I have not been happy nor been very much of a happy person to be around lately. I guess the first step of any intervention is admission of the problem, right?
Yup....sadly, I've been the grumpy teacher everyone complains about.....or at least, that's what my perception is. Working wth struggling students it may be an expected by-product, but even my top academic classes.....I've put on my best lessons, but I still feel like I'm a dentist pulling teeth that don't want to be pulled....and my patience has grown very thin, and OUT pops the 'grump.'
I've done the best I can keeping a smile on, but.....there have been a few times over this past week that I wish I could take back. Snap comments (towards students and coworkers); under-the-breath annoyances towards others......and I feel bad because "I know better." Truly!

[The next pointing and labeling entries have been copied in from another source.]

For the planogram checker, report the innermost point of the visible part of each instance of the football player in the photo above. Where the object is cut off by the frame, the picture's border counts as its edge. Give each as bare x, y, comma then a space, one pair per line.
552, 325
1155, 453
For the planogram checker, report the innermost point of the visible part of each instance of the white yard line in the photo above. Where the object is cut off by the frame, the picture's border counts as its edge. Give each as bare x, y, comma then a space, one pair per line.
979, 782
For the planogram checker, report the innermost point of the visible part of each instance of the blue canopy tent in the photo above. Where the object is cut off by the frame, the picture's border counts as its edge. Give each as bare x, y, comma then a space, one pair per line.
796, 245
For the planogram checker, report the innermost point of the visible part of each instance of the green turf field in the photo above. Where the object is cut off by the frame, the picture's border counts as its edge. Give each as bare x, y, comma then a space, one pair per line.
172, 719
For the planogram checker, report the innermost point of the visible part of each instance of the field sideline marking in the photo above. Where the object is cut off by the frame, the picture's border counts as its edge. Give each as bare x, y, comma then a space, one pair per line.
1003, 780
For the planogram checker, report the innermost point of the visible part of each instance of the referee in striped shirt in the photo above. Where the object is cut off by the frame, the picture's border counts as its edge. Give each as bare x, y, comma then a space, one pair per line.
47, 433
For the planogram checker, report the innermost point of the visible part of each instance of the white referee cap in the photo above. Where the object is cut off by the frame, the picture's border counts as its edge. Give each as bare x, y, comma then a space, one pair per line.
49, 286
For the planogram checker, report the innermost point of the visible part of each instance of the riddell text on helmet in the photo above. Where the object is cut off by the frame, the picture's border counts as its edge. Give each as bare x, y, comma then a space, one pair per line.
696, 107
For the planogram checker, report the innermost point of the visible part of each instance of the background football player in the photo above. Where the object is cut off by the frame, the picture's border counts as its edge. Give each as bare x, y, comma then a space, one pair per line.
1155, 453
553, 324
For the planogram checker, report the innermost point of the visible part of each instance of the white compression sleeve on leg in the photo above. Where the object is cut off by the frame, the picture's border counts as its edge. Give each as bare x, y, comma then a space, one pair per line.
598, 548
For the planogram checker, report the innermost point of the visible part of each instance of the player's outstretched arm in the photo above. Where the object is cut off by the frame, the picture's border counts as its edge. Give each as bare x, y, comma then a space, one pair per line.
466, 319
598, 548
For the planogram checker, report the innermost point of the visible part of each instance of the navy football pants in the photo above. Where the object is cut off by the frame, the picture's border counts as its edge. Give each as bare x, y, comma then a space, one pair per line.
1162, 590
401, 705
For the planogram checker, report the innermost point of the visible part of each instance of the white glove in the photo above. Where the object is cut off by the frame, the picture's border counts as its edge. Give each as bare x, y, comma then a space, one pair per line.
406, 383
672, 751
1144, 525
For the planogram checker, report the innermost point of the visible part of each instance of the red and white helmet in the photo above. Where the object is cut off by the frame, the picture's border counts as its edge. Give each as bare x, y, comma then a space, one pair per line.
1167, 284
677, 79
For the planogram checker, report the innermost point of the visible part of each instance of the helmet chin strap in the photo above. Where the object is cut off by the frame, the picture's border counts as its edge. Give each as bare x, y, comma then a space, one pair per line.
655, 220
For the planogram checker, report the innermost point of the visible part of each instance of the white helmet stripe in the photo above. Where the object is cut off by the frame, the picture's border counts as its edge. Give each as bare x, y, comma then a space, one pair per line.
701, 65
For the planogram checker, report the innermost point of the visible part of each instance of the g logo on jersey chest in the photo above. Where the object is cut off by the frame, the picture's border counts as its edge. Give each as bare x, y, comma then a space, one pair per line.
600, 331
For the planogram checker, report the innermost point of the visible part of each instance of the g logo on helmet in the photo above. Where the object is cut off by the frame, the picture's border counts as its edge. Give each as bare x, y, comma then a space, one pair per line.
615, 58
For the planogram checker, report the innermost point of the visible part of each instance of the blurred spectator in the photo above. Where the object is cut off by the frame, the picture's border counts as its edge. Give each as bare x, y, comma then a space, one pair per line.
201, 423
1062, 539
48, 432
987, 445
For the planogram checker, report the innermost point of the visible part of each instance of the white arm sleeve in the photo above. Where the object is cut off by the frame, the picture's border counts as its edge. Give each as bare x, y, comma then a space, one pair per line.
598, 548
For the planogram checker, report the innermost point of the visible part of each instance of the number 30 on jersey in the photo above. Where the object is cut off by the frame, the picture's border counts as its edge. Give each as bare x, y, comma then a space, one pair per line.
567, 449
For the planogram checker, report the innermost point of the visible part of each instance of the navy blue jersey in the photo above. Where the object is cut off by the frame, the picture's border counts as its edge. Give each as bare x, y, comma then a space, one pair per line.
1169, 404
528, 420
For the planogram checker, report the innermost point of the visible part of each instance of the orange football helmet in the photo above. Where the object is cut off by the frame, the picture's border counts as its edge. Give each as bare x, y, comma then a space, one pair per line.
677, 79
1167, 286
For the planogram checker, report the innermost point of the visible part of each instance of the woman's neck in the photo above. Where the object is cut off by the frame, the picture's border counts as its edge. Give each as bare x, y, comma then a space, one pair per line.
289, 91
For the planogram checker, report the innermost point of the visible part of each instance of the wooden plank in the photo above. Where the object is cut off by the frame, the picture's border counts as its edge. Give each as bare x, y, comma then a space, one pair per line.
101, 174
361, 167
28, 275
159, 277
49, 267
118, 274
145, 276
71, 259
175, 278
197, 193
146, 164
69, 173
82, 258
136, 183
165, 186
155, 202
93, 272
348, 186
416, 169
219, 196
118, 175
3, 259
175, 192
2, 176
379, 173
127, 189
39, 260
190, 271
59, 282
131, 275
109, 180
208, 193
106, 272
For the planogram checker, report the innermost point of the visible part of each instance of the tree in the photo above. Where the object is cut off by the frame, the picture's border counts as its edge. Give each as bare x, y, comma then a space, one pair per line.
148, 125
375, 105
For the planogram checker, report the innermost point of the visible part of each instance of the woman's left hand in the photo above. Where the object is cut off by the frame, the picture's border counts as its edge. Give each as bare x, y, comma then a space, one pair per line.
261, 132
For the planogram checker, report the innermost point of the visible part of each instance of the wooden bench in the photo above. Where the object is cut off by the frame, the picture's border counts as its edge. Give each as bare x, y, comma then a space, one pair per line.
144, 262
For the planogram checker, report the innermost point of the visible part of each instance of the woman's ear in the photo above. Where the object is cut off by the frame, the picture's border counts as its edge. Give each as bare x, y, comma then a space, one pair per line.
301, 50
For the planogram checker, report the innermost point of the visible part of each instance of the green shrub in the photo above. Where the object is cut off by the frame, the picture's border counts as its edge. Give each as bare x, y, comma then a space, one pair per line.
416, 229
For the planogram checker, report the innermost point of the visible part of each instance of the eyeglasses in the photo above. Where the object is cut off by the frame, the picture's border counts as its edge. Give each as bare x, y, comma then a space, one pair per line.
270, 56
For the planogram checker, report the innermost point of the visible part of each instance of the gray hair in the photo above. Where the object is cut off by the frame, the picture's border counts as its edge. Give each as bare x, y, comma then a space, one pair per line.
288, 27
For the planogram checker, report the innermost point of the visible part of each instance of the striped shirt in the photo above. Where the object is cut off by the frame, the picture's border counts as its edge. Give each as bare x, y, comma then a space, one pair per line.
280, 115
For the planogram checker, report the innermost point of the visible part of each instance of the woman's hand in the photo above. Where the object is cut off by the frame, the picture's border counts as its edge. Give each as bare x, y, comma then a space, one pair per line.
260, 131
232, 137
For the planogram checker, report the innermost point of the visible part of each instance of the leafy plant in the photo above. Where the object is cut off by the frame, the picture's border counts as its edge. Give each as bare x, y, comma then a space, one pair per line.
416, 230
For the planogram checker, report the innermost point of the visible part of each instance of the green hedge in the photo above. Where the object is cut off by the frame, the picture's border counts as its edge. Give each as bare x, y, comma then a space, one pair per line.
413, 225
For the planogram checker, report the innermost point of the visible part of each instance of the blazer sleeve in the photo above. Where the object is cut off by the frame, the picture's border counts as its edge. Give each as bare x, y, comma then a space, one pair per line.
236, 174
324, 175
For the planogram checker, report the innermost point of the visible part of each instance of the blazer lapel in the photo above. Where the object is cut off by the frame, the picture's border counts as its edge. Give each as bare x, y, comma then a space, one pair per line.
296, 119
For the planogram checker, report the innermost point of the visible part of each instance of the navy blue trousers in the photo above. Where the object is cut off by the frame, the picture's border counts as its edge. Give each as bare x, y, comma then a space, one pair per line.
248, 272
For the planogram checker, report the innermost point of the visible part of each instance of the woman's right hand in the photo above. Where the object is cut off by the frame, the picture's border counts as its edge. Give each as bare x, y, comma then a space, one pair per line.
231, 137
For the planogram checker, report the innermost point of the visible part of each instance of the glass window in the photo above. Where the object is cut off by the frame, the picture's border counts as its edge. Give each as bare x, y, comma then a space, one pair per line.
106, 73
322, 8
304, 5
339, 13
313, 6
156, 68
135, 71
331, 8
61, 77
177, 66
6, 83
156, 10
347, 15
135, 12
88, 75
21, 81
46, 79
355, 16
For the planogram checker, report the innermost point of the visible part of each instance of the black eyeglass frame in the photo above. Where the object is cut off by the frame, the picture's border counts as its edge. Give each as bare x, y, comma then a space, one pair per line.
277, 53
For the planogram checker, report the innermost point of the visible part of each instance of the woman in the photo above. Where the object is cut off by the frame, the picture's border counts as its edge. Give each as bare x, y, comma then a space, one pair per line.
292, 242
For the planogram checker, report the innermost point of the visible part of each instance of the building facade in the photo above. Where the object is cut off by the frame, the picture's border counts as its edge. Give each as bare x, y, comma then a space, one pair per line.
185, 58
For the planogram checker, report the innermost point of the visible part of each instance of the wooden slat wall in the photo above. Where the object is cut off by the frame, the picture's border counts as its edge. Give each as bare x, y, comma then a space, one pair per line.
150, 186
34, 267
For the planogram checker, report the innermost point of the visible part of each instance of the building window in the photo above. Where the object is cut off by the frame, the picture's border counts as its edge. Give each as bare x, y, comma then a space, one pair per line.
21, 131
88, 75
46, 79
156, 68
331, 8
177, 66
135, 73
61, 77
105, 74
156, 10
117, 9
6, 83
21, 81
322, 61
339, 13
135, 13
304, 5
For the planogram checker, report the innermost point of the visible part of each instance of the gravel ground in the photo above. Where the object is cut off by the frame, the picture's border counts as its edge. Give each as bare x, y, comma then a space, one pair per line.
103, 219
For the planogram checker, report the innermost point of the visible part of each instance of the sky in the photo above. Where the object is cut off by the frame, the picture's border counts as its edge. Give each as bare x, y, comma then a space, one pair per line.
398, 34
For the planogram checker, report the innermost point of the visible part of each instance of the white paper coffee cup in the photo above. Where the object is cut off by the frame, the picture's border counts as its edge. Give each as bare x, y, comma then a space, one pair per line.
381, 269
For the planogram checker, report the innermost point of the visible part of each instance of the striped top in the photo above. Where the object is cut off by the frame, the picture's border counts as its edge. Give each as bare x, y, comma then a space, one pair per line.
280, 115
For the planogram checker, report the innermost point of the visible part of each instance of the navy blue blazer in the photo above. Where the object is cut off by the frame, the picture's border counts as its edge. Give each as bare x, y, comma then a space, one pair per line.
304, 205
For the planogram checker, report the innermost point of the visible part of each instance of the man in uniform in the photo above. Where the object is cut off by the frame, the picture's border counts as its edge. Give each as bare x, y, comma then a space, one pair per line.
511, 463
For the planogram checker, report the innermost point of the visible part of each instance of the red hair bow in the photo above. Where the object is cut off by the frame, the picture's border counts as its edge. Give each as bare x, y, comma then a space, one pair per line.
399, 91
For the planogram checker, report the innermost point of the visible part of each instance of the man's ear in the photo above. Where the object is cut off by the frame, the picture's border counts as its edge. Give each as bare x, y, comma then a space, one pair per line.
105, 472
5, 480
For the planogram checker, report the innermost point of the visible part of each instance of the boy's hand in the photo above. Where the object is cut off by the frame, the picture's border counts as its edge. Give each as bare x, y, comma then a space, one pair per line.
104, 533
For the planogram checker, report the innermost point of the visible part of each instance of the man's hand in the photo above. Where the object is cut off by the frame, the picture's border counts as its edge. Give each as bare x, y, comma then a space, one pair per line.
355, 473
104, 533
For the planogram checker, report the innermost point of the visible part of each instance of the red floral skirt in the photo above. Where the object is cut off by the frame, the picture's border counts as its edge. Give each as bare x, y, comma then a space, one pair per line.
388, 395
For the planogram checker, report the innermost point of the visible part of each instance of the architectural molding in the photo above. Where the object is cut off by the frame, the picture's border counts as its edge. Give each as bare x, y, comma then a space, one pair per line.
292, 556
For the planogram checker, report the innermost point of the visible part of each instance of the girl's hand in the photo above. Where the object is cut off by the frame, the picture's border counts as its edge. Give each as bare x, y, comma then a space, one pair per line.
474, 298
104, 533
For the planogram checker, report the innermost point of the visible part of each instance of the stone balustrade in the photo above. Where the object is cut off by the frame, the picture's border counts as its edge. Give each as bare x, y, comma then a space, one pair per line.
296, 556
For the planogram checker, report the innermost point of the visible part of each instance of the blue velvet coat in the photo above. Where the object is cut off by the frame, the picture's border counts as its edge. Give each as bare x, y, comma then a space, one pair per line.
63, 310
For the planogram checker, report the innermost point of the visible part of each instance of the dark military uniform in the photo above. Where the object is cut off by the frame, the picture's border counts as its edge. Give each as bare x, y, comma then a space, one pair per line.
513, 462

There are too many evenings where I come home and it's all I can do to put something (ANYTHING) together for dinner before being toast for the evening. Just pooped out...no ambition to do much of anything except crawl up on the couch and read a book. Still working on the Harry Potter series (I've worked up to Book #5).
With help from the girls, I have been doing a load of clothes each evening. I haven't quilted in a couple of weeks, nor will I over this Easter vacation as we are traveling. However, I hope this vacation will revive my laughter and light-heartedness that is really needed to keep education bearable and fun.
So....I'm merely dropping in to wish you all a FABULOUS Easter vacation, and I wanted to give a shout-out to everyone with some explanation of where I've been.